We built Xybrid, a Rust library for running LLM + speech pipelines directly inside your app, no server, no daemon, just one binary.
We started building it while working on a privacy-focused LLM app with Tauri and realized there wasn’t a straightforward way to embed models directly into shipped applications without relying on a separate server process.
Xybrid links into your process like any other library. It supports GGUF / ONNX / CoreML and integrates with Flutter, Swift, Kotlin, Unity, and Tauri, letting you run pipelines like speech → LLM → speech in a single call.
On recent phones, we’re seeing ~20 tok/s on Android and ~40 tok/s on iOS for small (~3B) quantized models (varies by device, backend, and thermals).

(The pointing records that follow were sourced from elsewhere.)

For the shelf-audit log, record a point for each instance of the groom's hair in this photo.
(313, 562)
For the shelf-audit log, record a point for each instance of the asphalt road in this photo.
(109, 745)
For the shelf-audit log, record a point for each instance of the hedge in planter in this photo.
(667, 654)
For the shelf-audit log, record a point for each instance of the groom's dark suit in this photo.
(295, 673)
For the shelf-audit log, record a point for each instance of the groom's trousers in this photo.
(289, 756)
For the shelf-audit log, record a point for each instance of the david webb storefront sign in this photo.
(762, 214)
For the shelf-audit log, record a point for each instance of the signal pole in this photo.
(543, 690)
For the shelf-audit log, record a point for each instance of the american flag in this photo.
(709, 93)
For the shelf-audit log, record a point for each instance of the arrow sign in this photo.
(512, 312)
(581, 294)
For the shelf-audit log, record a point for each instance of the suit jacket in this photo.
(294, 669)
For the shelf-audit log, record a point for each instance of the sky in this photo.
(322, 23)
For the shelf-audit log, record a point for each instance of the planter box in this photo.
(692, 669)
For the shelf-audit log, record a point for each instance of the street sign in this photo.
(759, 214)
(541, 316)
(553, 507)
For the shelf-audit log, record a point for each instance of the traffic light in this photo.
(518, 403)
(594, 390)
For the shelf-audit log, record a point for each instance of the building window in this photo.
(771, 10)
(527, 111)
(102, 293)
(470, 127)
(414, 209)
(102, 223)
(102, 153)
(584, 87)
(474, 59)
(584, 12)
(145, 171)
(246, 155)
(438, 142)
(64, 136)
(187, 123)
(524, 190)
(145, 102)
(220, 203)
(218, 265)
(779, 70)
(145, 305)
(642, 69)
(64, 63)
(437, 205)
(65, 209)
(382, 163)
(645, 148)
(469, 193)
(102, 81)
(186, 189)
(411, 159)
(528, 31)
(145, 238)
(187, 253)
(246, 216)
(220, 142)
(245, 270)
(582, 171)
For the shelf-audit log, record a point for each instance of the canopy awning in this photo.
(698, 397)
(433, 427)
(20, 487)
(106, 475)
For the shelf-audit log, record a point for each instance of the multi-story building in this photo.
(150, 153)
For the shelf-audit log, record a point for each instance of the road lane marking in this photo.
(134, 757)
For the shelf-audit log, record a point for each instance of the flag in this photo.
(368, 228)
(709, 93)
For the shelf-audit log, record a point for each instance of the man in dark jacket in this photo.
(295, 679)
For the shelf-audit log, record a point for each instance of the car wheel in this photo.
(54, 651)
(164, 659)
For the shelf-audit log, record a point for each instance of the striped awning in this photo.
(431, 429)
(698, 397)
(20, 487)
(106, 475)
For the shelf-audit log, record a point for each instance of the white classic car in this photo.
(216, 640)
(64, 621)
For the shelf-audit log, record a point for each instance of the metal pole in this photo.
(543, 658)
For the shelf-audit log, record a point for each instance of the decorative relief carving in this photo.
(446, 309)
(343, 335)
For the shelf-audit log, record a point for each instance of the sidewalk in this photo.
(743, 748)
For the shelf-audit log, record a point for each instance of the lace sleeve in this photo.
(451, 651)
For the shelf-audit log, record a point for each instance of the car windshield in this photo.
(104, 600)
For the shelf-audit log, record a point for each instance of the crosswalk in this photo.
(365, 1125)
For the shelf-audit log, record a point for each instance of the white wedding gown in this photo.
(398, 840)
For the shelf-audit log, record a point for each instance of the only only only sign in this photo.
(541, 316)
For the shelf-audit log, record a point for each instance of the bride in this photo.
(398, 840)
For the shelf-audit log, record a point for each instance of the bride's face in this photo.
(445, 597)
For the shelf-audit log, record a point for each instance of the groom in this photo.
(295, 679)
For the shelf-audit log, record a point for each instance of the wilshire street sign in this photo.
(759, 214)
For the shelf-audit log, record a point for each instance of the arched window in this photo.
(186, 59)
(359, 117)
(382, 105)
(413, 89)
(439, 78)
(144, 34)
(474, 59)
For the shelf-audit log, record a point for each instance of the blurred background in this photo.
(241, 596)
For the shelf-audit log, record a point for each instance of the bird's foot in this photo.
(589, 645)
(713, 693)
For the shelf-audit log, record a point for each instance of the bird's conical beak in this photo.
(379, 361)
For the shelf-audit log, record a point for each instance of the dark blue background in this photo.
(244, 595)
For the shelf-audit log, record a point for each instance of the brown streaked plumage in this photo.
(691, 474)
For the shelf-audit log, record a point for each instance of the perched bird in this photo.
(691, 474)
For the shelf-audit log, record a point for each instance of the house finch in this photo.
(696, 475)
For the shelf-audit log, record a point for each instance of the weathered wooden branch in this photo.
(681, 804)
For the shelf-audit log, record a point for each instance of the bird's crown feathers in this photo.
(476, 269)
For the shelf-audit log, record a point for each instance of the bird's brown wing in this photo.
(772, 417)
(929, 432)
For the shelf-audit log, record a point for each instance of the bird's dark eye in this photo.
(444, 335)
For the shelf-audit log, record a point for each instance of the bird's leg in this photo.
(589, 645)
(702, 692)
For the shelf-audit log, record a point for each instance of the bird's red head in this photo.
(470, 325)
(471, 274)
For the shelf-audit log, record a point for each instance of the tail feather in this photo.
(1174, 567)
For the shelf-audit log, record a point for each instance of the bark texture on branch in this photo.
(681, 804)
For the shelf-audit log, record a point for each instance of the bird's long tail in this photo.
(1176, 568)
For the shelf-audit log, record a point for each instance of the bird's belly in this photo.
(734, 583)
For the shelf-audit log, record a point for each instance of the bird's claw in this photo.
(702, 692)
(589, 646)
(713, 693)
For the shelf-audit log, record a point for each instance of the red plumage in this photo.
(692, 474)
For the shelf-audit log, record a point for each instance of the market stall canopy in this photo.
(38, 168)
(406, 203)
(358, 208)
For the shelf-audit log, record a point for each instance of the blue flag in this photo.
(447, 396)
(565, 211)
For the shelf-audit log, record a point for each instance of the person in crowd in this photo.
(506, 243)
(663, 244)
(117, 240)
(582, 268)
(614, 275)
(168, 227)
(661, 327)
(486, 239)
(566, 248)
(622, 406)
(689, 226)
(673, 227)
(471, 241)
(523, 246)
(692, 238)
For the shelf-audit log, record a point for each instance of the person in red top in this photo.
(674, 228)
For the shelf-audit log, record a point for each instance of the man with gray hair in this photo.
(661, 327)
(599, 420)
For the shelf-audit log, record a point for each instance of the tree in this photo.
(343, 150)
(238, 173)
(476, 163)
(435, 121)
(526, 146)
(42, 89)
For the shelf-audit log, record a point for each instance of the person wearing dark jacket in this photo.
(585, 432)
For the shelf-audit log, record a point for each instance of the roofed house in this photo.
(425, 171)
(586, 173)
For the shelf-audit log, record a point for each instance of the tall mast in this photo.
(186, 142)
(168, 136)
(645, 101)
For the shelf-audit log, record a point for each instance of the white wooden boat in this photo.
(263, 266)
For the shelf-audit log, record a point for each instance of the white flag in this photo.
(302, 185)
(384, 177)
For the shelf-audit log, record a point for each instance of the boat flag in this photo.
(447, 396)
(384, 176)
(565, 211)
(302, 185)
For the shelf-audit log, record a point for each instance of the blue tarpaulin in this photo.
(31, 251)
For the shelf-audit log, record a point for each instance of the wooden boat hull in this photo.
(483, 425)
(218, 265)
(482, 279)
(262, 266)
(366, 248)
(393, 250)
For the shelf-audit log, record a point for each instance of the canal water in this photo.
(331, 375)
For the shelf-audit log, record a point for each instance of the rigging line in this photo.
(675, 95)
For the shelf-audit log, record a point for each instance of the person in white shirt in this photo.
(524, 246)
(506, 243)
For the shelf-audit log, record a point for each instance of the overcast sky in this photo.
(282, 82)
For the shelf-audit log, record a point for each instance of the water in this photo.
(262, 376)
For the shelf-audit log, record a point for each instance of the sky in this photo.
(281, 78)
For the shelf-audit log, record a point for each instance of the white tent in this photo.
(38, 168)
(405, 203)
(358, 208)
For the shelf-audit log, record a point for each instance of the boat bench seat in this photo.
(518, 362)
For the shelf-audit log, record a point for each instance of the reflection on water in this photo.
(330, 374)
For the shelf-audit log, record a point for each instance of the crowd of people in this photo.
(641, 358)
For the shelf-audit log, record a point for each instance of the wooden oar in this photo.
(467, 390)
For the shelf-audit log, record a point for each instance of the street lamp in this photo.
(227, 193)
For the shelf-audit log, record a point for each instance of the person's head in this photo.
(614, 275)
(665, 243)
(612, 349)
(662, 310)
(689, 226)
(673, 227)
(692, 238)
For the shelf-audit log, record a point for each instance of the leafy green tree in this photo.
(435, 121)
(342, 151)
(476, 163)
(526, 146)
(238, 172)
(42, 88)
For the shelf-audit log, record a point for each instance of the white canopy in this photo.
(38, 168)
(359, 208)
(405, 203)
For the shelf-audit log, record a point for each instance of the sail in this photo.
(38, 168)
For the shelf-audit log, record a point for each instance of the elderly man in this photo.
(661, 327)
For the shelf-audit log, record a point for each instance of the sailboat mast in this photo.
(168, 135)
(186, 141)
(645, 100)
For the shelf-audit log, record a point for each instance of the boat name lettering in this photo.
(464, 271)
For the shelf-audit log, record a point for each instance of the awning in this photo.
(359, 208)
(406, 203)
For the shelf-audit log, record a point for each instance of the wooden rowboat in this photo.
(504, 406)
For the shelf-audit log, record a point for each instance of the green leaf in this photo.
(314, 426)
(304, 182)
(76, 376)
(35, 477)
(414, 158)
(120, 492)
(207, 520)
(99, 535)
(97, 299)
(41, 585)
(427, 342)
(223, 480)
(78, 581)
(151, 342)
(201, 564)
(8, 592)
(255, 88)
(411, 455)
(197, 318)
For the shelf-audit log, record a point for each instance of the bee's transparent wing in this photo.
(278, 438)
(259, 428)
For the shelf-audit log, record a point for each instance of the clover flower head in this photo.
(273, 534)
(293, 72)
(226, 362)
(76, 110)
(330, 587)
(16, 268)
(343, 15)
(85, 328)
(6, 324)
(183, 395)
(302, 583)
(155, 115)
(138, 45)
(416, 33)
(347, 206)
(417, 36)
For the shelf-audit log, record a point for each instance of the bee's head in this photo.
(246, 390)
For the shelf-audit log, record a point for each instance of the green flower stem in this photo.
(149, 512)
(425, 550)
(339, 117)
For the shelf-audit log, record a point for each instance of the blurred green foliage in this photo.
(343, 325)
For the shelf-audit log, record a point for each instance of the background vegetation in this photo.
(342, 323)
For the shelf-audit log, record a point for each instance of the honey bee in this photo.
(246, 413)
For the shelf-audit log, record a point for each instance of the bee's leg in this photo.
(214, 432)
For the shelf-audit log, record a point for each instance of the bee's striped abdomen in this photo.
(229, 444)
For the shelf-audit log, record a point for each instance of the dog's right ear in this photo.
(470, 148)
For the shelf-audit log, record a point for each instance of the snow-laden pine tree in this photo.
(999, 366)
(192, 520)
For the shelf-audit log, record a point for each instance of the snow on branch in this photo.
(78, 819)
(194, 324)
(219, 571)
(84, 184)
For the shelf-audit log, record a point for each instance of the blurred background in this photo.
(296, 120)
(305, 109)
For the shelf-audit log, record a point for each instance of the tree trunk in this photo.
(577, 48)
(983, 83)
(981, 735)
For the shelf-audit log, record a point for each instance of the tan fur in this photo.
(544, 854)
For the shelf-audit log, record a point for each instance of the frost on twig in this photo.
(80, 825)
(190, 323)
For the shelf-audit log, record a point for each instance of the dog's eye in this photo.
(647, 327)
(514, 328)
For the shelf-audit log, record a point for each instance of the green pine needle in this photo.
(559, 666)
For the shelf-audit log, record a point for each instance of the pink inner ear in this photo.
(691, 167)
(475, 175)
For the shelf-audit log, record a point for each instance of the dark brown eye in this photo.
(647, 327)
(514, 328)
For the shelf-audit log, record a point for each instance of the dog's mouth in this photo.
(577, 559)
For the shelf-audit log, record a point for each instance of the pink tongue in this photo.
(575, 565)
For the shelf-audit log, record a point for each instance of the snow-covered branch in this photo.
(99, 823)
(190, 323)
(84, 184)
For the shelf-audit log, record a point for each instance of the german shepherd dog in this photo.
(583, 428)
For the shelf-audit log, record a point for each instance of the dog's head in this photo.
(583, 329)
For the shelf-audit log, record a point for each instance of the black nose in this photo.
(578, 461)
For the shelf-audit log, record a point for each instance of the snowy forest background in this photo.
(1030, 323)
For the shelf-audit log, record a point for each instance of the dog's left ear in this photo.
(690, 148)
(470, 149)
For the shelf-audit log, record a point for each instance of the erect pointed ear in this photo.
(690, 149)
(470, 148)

The demo that shows it best: a Unity tavern scene where 6 NPCs generate real-time dialogue fully on-device — no API key, no internet, no per-request cost.
Unity demo: https://youtu.be/vSPeTyeow6A Desktop demo (Tauri): https://youtu.be/o83YShqV7O4
GitHub: https://github.com/xybrid-ai/xybrid
It’s still early — there are rough edges, especially around model support and performance tuning. Happy to answer questions about the architecture, backends, or integrations (Flutter, Swift, Kotlin, Unity, Tauri).